Another little trick is to pass the variable by reference. That way you can manipulate the value:

public function callApi(string $endpoint):bool
{
    // some logic ...
}

public function getCurlInfo():array 
{
    // returns curl info about the last request
}

The above code has 2 public methods: callApi() that calls the API, and a second getCurlInfo()-method that provides information about the last request that's been done.
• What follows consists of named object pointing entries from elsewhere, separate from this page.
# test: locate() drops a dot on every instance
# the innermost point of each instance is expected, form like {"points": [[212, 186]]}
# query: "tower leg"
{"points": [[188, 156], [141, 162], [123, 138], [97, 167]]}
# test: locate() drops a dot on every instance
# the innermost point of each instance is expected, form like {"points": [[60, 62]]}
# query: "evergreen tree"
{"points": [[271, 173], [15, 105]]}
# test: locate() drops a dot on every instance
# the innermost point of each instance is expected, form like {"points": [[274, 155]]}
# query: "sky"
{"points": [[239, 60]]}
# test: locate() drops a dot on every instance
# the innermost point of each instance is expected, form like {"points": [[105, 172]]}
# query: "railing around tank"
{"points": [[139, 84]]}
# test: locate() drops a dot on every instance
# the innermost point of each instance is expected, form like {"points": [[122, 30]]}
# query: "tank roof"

We can mock the output of getCurlInfo() according to the arguments provided / mocked for callApi() by passing a variable as reference:

$mockedHttpCode = 0;
$this->mockedApi
    ->method('callApi')
    ->will(
        // pass variable by reference:
        $this->returnCallback(function () use (&$mockedHttpCode) {
            $args = func_get_args();
            $maps = [
                ['endpoint/x', true, 200],
                ['endpoint/y', false, 404],
                ['endpoint/z', false, 403],
            ];
            foreach ($maps as $map) {
                if ($args == array_slice($map, 0, count($args))) {
                    // change variable:
                    $mockedHttpCode = $map[count($args) + 1];
                    return $map[count($args)];
                }
            }
            return [];
        })
    );

$this->mockedApi
    ->method('getCurlInfo')
    // pass variable by reference:
    ->willReturn(['http_code' => &$mockedHttpCode]);

If you look closely, the returnCallback()-logic actually does the same thing as returnValueMap(), only in our case we can add a 3rd argument: the expected response code from the server.